Vatican reporter Christopher Altieri commented, “Rupnik has already done prodigious harm to his victims, in body and soul. Now, Bp. Jurij Bizjak of Koper has given Rupnik wherewithal to do even more. Pope Francis has enabled them both.”

“It is impossible to absolve Pope Francis of ultimate responsibility for the farcical management of the Rupnik business. Whether by act or omission, he is the author of it,” he wrote. “All Pope Francis had to do in order to make sure Rupnik didn’t see justice was … nothing.”

Tracing the moves behind Rupnik’s incardination, the Italian blog Silere non Possum noted that Rupnik had written to Bp. Bizjak on June 13, a month before he was fired from the Society of Jesus. In the letter, Rupnik asked to be welcomed ad experimentum in his diocese of origin.

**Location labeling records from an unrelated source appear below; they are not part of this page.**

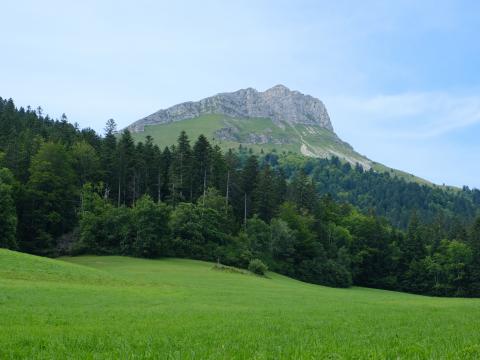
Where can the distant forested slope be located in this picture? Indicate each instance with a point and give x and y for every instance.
(69, 191)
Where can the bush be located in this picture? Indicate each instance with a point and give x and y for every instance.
(257, 267)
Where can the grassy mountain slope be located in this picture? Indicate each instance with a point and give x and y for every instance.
(298, 139)
(256, 133)
(183, 309)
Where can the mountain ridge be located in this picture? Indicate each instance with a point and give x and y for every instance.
(278, 103)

Bizjak contacted Abp. Jean-Marie Speich, papal nuncio to Slovenia, who told the Slovenian prelate that Rupnik’s incardination would be an “excellent solution” because “there are no convictions against him anyway.”

Ironically, Bizjak was among the bishops who signed a statement in December 2022 denouncing Rupnik’s “unacceptable and reprehensible actions.” The statement urged Rupnik’s victims to contact Church authorities, “so that the truth and a just verdict can be reached as comprehensively as possible.”

Ironically, despite being excommunicated for violating the sacrament of confession, the abuser priest’s incardination means he will now be permitted to hear confessions and exercise public ministry anywhere in the world.